Other samplers

The OASIS package also implements three alternative sampling-based estimation methods. These alternative methods are all non-adaptive—i.e. they don’t learn from the labels as they are received from the oracle. Experiments comparing these alternative methods with OASIS in the entity resolution domain are presented in [Marchant17].

Passive sampler

This method is the simplest approach and involves choosing items to label by sampling uniformly from the pool. It supports sampling with or without replacement through the replace parameter.

For further information, see the oasis.PassiveSampler class.

Non-adaptive importance sampler

This method is based on importance sampling using a similar “optimal” instrumental distribution to the one used in OASIS (see [Sawade09]). The key difference is that this method approximates the “optimal” instrumental distribution based solely on the classifier scores, which may be inaccurate. It cannot adapt based on the incoming ground truth labels.

For further information, see the oasis.ImportanceSampler class.

Stratified sampler

This method is based on unbiased stratified sampling (see [Druck11]). Like OASIS, it depends on a partitioning of the pool into a collection of strata. In practice, it tends to perform similarly to passive sampling.

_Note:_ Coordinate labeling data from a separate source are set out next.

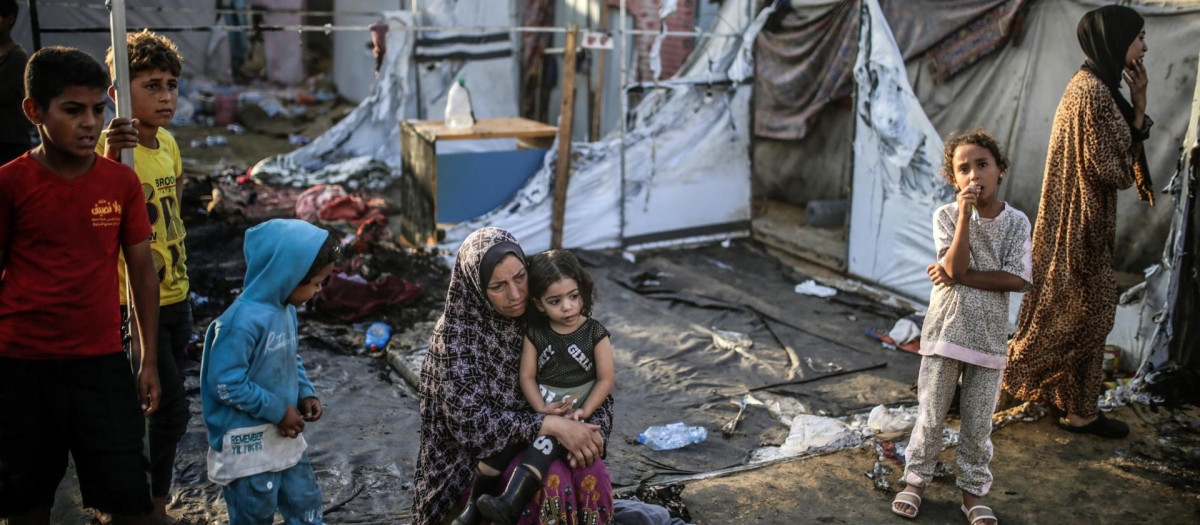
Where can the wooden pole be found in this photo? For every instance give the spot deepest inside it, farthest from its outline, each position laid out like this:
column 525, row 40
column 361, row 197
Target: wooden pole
column 121, row 66
column 567, row 116
column 600, row 54
column 35, row 25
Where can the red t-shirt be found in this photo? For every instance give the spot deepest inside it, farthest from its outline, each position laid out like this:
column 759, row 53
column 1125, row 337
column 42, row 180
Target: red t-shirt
column 60, row 239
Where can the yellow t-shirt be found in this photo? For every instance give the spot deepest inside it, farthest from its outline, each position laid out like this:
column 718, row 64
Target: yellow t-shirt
column 159, row 170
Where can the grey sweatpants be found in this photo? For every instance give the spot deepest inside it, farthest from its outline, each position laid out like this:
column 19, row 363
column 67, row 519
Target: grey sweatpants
column 935, row 391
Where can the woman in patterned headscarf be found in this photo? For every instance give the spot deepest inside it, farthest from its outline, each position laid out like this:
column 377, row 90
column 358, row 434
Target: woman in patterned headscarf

For further information, see the oasis.DruckSampler class.

References

Druck11

G. Druck and A. McCallum, “Toward Interactive Training and Evaluation,” in Proceedings of the 20th ACM International Conference on Information and Knowledge Management, pp. 947–956, 2011.

Sawade09

C. Sawade, N. Landwehr, and T. Scheffer, “Active Estimation of F-Measures,” in Advances in Neural Information Processing Systems, pp. 2083–2091, 2010.

Marchant17

N. G. Marchant and B. I. P. Rubinstein, “In Search of an Entity Resolution OASIS: Optimal Asymptotic Sequential Importance Sampling,” in Proceedings of the VLDB Endowment, vol. 10, no. 11, pp. 1322-1333, 2017.